UntilContextDrop (default) — purged when the sub-workflow finishes. The ref must be serialized into the response or it is lost.
UntilParentFinish — survives the sub-workflow and is available for lazy derefSessionRef until the parent explicitly releases it. Recommended for distributed workflows.
UntilExplicitDrop — never purged automatically. The parent must call releaseSessionRef or the bytes leak on the peer.

The lifetime is set on the peer side when the step inserts the ref; the parent receives it as-is.

mTLS configuration

In production, always enable mutual TLS between peers. The Node binding exposes PEM-file validators that load the same rustls configuration the server and client use natively:

import { loadServerTls, loadClientTls } from "blazen";

// Validate on startup that the PEM files exist, parse, and chain correctly.
// Throws a PeerTlsError if anything is malformed.
loadServerTls("/certs/server.crt", "/certs/server.key", "/certs/ca.crt");
loadClientTls("/certs/client.crt", "/certs/client.key", "/certs/ca.crt");

loadServerTls and loadClientTls return true on success. They are validators only — the actual TLS configuration is wired into the gRPC stack by the native peer crate when the server binds and the client connects. The recommended pattern is to call them at process startup so misconfigured certs fail fast rather than surfacing during the first RPC.
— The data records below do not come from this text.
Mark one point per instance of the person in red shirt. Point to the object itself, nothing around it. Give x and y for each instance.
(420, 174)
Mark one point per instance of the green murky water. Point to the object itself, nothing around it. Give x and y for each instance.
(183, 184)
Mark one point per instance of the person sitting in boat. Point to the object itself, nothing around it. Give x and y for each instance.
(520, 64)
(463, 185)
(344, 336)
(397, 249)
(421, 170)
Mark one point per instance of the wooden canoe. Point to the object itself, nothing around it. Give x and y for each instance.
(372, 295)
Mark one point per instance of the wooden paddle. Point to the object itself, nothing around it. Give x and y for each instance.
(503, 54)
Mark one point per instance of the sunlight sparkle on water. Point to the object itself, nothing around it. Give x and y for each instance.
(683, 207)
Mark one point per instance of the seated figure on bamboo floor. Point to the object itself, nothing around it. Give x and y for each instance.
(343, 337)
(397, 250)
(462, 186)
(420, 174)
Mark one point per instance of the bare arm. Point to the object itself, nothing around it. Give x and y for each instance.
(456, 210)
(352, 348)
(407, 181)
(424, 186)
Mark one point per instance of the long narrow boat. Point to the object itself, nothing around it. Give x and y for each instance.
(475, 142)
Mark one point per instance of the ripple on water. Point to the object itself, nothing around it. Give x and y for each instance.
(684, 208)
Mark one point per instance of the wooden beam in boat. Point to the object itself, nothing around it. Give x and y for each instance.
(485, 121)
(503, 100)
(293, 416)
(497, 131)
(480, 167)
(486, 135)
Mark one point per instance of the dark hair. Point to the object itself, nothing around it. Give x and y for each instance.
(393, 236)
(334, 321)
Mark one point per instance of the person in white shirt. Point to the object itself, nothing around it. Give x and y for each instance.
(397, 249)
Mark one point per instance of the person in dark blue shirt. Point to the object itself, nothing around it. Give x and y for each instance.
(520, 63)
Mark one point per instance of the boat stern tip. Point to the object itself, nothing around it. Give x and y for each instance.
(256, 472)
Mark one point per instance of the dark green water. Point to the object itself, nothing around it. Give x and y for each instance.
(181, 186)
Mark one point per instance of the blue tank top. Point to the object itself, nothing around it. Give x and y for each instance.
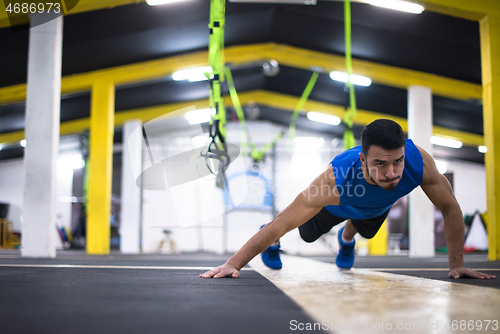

Both sides must present certificates signed by the same CA. In Kubernetes, use cert-manager with a shared Issuer to automate certificate issuance and rotation for each peer pod.

Auth-token fallback

When mTLS is not practical (development, internal networks, ad-hoc benchmarking), peers can authenticate with a shared secret instead. Set the same token on both sides in the env var reported by peerTokenEnv():

import { peerTokenEnv, resolvePeerToken } from "blazen";

console.log("set this env var on both peers:", peerTokenEnv());

const token = resolvePeerToken();
if (!token) {
  console.warn("peer auth token not set -- peers will reject calls");
}

resolvePeerToken() returns the current token from the process environment, or null when it is unset or empty.

Error handling

The native bindings throw typed subclasses of BlazenError for each peer failure mode. Catch the base class for a unified handler, or narrow on the concrete type:

import {
  BlazenPeerClient,
  PeerUnknownStepError,
  PeerEnvelopeVersionError,
  PeerWorkflowError,
  PeerTransportError,
  PeerEncodeError,
  PeerTlsError,
} from "blazen";

try {
  await client.invokeSubWorkflow({
    workflowName: "analyze-pipeline",
    stepIds: ["my_app::analyze"],
    input: {},
  });
} catch (err) {
  if (err instanceof PeerUnknownStepError) {
    // The peer does not have one of the requested step IDs registered.
  } else if (err instanceof PeerEnvelopeVersionError) {
    // Client and server speak incompatible envelope versions.
  } else if (err instanceof PeerWorkflowError) {
    // The remote workflow ran but reported an error.
  } else if (err instanceof PeerTransportError) {
    // Network-level failure (connection refused, timeout, TLS handshake).
  } else if (err instanceof PeerEncodeError) {
    // Postcard serialization or deserialization failed.
  } else if (err instanceof PeerTlsError) {
    // TLS configuration error (bad PEM, missing key file).
  } else {
    throw err;
  }
}

In addition to thrown errors, the JsSubWorkflowResponse.error field carries workflow-level failures as a string when the sub-workflow itself fails (as opposed to transport or protocol errors). Always check response.error before reading response.result or response.stateJson.

Envelope versioning

Every wire payload carries an envelopeVersion field. Read the version this build speaks with peerEnvelopeVersion():

import { peerEnvelopeVersion } from "blazen";

console.log("speaking envelope version", peerEnvelopeVersion());

Adding optional fields to a payload struct is forward-compatible and does not require a version bump. Renaming, reordering, or removing fields is a breaking change that increments the version. The server rejects payloads with a version newer than it supports (surfaced as a PeerEnvelopeVersionError on the client) but accepts all older versions, so rolling upgrades work as long as the newer side is the server.